ENVOYÉ SPÉCIAL À LISBONNE

La toute première fois où il a évolué en Coupe européenne, ce fut le 15 juin 1961, soit un mois à peine après son recrutement.

Il n'avait que 19 ans. Benfica allait affronter... Anderlecht. Il ne se doutait pas que cette année-là, son club allait briser l'hégémonie du Real Madrid en Europe.

Eusébio da Silva Ferreira, alias Pantera negra, compte deux Souliers d'Or, un Ballon d'Or et deux d'Argent, 733 buts en 745 matchs, deux titres de champion d'Europe (C 1), trois de vice-champion. Il est un des seuls joueurs à pouvoir se vanter d'avoir une statue à l'entrée du stade de son coeur.
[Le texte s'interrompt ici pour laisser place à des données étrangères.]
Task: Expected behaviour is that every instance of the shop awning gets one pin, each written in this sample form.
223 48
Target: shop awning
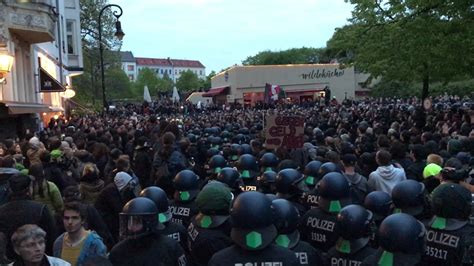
15 108
215 91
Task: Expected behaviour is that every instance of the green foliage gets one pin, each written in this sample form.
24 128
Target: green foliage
423 41
188 81
90 10
118 85
291 56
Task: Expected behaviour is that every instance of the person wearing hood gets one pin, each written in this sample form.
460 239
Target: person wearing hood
112 198
7 170
359 187
386 176
90 184
209 230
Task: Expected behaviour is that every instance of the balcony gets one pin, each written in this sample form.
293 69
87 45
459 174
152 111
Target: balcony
33 22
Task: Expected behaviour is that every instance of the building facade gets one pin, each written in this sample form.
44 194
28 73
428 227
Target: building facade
246 84
37 34
173 68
Entretien avec le plus grand symbole du football portugais...

Qu'avez-vous pensé du match aller La Louvière-Benfica?

La Louvière est une équipe raisonnable. Elle a voulu gagner. En imposant leur style de jeu, les Belges ne nous ont même pas laissé jouer. Mais Benfica reste Benfica. Donc demain, nous allons gagner, nous allons les écraser! Il suffit de jouer avec une bonne dose d'humilité. C'est là que nous avons péché à Charleroi.

Ne craignez-vous quand même pas que les plus humbles s'imposent face à Benfica?

Notre but en championnat, en Coupe ou en Coupe de l'UEFA est toujours le même: participer et conquérir. Ici, nous venons de gagner six matchs, l'équipe se sent mieux, l'ambiance aux entraînements s'améliore...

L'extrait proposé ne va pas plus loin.